Disagreements over an option year and deferred money and suspicion of union influence represent the steepest hurdles to Brady Anderson signing a four-year, $22 million contract extension, according to sources familiar with the stop-and-start negotiations between the Orioles' center fielder and team owner Peter Angelos.
Once considered inevitable, any quick agreement now appears jeopardized by issues beyond the mutually expressed loyalty between team and player.
"I have no comment. I'm not talking about my contract," Anderson said before last night's game against the Texas Rangers.
Seeking to minimize distractions associated with the talks, Anderson has had little comment about his situation since June 16.
Anderson initially asked for $18 million over three years, and the club had countered at about $5 million per season. However, the market was juiced by the Cleveland Indians' signing of Marquis Grissom to a five-year, $25 million contract, causing Angelos to include a fourth year while bumping the average to $5.5 million.
Anderson and Angelos had met shortly before the All-Star break. While no agreement was reached, enough progress was made for both parties to think a deal was possible soon.
A demand was subsequently made for an option for 2002. The desired option is believed worth between $1 million and $2 million. While the Orioles seek to defer about $1.25 million of each year's salary, that also remains a point of contention.
Anderson, 33, remains insistent that he wants to continue his career with the Orioles, and Angelos is equally adamant about retaining the team's popular and productive offensive catalyst.
However, the deal that once seemed certain enough for both parties to try to orchestrate a joint April signing between Anderson and Mike Mussina has been muddied.
Mussina accepted a three-year, $20.475 million offer May 3 that elicited criticism from the union's rank and file. Anderson similarly is negotiating below what leadership believes is market value.
Anderson's recent offensive struggles have mirrored those of the team. Manager Davey Johnson is talking of removing Anderson from his coveted leadoff spot tonight. The center fielder, meanwhile, has seen his average dip to .298 while an array of injuries have sapped the power that enabled him to hit a club-record 50 home runs last season.
While Anderson's request for an option year would do little to the average yearly salary, it may have complicated the procedure. According to a high-ranking club official, attaching the fourth year to the contract was done unilaterally rather than through negotiation. Attaching an additional demand outside the contract's framework appeared to slow momentum.

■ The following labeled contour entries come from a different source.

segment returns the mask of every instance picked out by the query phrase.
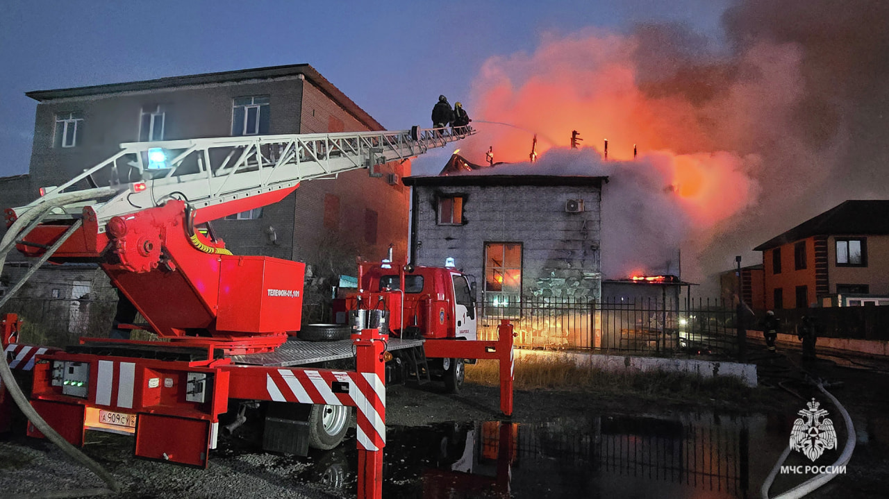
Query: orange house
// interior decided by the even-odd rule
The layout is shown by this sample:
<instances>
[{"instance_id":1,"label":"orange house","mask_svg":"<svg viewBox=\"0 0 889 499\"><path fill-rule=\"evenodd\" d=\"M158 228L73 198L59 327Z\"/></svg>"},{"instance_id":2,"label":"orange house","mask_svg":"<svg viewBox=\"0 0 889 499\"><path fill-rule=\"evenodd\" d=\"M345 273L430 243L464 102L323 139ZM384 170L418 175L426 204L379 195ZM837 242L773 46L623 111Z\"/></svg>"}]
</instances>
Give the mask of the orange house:
<instances>
[{"instance_id":1,"label":"orange house","mask_svg":"<svg viewBox=\"0 0 889 499\"><path fill-rule=\"evenodd\" d=\"M763 252L766 308L889 296L889 201L846 201L754 250Z\"/></svg>"}]
</instances>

Still, the tone of negotiations remains congenial.
Unavailable to comment last night, Angelos said earlier this month, "We have every intention of satisfying Brady's wish and our wish that he remain a part of the Orioles. He's an important part of this team and this city. He certainly has shown his commitment with his physical conditioning."
Both sides have referred to the financial sacrifice as the "premium" for remaining in a desired situation. The concept is unacceptable to many unionists concerned about stagnating payrolls.
A popular theory suggests that the Major League Baseball Players Association is urging Anderson to file for free agency after the season when his availability could help fuel the market. Atlanta Braves center fielder Kenny Lofton is the only other outfielder who would rival Anderson's marketability.
Industry analysts believe involvement by an expansion team, specifically the Arizona Diamondbacks, could push Anderson's market value past $7 million per season.
Even if Anderson re-signed with the Orioles, failing to reach an agreement before season's end would allow the Orioles to protect an additional player in the upcoming expansion draft.
Anderson's representatives, Dennis Gilbert and Jeff Borris, did not return calls yesterday, as their client has ordered a media blackout.